All aboard the Reno Fun Train for hella flair, drinks, and Elvis

All aboard the Reno Fun Train for hella flair, drinks, and Elvis


It's 9am the Friday before St. Patrick's Day. I'm standing in the Amtrak station at Jack London Square in Oakland wearing a green sequined top hat, Mardi Gras beads including a massive blinking shamrock, and a bright green shirt. From the looks of things, I'm a little underdressed.

Around me are people decked out in three-piece shamrock suits, women in sparkly tutus, and one man who looks strikingly like a leprechaun. We're all waiting for the same thing: the Reno Fun Train.

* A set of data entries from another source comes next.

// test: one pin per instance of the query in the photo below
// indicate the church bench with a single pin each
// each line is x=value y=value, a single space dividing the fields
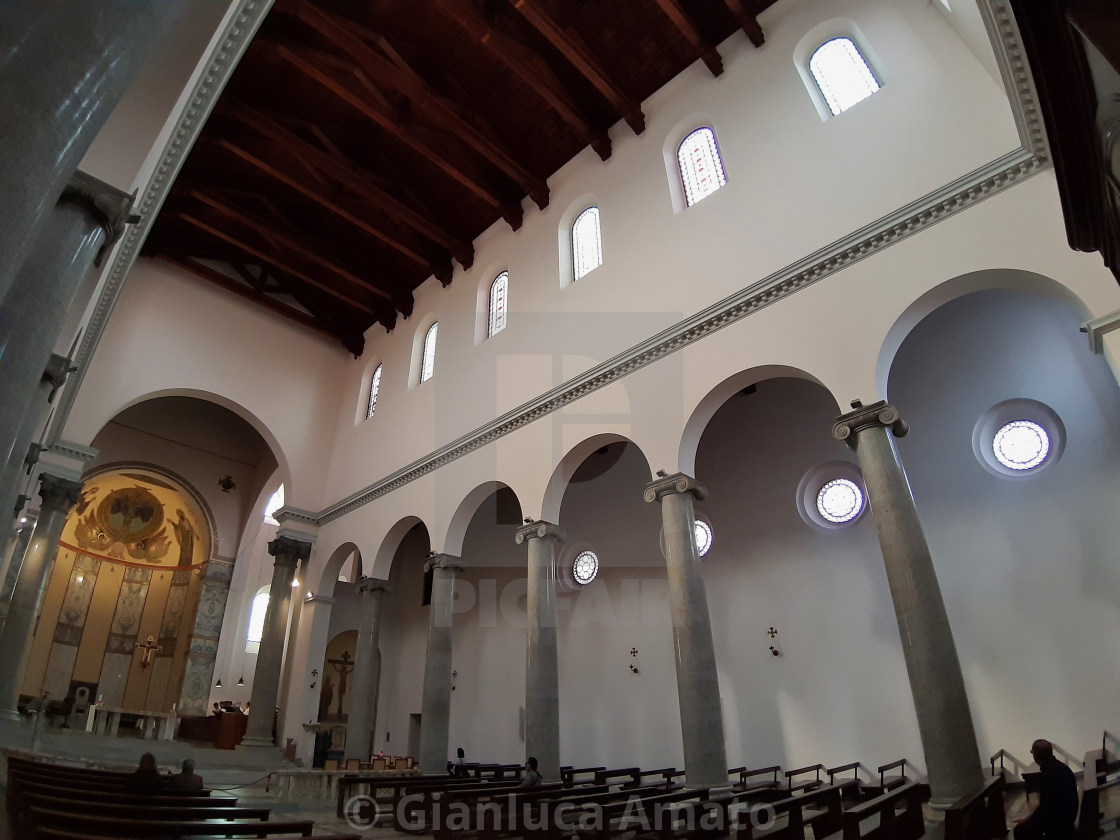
x=122 y=827
x=978 y=814
x=820 y=810
x=892 y=824
x=803 y=784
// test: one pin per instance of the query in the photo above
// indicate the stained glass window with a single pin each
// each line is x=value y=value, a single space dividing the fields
x=500 y=292
x=586 y=243
x=428 y=360
x=842 y=74
x=585 y=567
x=374 y=386
x=701 y=167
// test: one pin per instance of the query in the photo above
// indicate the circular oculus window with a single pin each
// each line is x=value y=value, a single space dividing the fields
x=585 y=567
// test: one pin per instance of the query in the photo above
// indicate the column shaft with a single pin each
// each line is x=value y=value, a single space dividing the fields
x=944 y=719
x=63 y=68
x=542 y=680
x=697 y=678
x=58 y=495
x=288 y=552
x=361 y=720
x=436 y=708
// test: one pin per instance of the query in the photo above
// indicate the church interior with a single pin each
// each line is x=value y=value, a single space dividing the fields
x=701 y=388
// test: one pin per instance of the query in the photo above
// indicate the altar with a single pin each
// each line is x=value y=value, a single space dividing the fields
x=154 y=725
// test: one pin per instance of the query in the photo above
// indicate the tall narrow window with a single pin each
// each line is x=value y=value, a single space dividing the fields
x=276 y=502
x=701 y=167
x=586 y=243
x=500 y=291
x=842 y=74
x=374 y=386
x=428 y=360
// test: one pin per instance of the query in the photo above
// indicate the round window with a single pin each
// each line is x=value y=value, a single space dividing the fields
x=585 y=567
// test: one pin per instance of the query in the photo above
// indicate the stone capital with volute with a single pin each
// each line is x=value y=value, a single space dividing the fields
x=677 y=483
x=540 y=530
x=288 y=551
x=868 y=417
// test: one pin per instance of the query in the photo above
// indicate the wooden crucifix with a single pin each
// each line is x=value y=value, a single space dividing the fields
x=344 y=664
x=149 y=649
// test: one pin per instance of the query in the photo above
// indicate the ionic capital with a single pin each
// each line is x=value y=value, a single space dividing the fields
x=540 y=530
x=878 y=414
x=57 y=494
x=670 y=484
x=288 y=551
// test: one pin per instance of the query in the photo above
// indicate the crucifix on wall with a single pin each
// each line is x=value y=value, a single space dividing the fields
x=344 y=664
x=149 y=649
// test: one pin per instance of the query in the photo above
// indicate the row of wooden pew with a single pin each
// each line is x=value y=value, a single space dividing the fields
x=600 y=802
x=54 y=802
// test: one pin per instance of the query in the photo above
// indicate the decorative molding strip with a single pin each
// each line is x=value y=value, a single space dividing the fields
x=1032 y=156
x=239 y=31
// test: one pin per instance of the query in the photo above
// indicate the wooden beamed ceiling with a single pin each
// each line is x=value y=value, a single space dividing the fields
x=363 y=145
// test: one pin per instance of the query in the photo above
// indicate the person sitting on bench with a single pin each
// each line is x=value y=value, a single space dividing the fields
x=187 y=780
x=1057 y=799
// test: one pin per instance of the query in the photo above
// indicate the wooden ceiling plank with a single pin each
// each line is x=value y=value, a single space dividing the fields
x=277 y=263
x=582 y=58
x=673 y=10
x=391 y=123
x=288 y=241
x=323 y=201
x=416 y=86
x=227 y=282
x=337 y=166
x=747 y=20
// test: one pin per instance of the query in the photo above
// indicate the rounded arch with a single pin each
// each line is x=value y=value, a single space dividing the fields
x=235 y=408
x=335 y=566
x=562 y=473
x=460 y=520
x=383 y=560
x=958 y=287
x=711 y=402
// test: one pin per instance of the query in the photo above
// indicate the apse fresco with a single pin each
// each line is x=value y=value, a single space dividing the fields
x=138 y=520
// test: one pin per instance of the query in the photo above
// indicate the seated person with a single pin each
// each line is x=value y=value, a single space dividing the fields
x=187 y=780
x=532 y=778
x=146 y=776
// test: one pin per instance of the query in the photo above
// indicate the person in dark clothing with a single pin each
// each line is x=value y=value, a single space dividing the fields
x=1057 y=799
x=186 y=781
x=146 y=777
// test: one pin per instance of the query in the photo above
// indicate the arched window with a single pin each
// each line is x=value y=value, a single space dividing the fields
x=500 y=292
x=842 y=74
x=586 y=243
x=374 y=386
x=257 y=621
x=701 y=167
x=428 y=360
x=276 y=502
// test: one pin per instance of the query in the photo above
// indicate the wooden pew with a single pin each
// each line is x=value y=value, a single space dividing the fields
x=908 y=824
x=979 y=814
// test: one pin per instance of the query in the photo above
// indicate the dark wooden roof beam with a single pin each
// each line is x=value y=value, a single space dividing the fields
x=582 y=58
x=673 y=10
x=403 y=78
x=398 y=127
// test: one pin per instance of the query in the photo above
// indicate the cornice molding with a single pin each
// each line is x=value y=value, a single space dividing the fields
x=224 y=56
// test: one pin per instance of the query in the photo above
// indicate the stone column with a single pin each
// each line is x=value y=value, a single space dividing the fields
x=12 y=470
x=697 y=680
x=436 y=709
x=89 y=215
x=288 y=552
x=542 y=681
x=63 y=68
x=944 y=719
x=365 y=669
x=58 y=496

This party on rails has been traveling from the Bay Area since 1963 (barring a brief hiatus in the early 1990s), taking gamblers and vacationers through snowy California to The Biggest Small City in the World. The train, now run by Key Holidays in partnership with Amtrak, was originally created as way to bring more tourists to Reno during the winter months, as well as to provide employment opportunities for railroad staff during what is typically a slower season for train travel.

And it's not a bad gig for a magician or an Elvis impersonator to sure—the king of rock-and-roll makes regular appearances here, chatting up guests and crooning in Club Locomotion, the train's dance car; the 15-car convoy also houses first-class and coach cabins, a smoking car, and a piano lounge. While most of the cars look like your average Caltrain, the Gold Car—a first-class option that goes for an additional $80 each way—has festive booths in place of rowed seating and a dome top that offered a birds-eye view of the world as we chugged by.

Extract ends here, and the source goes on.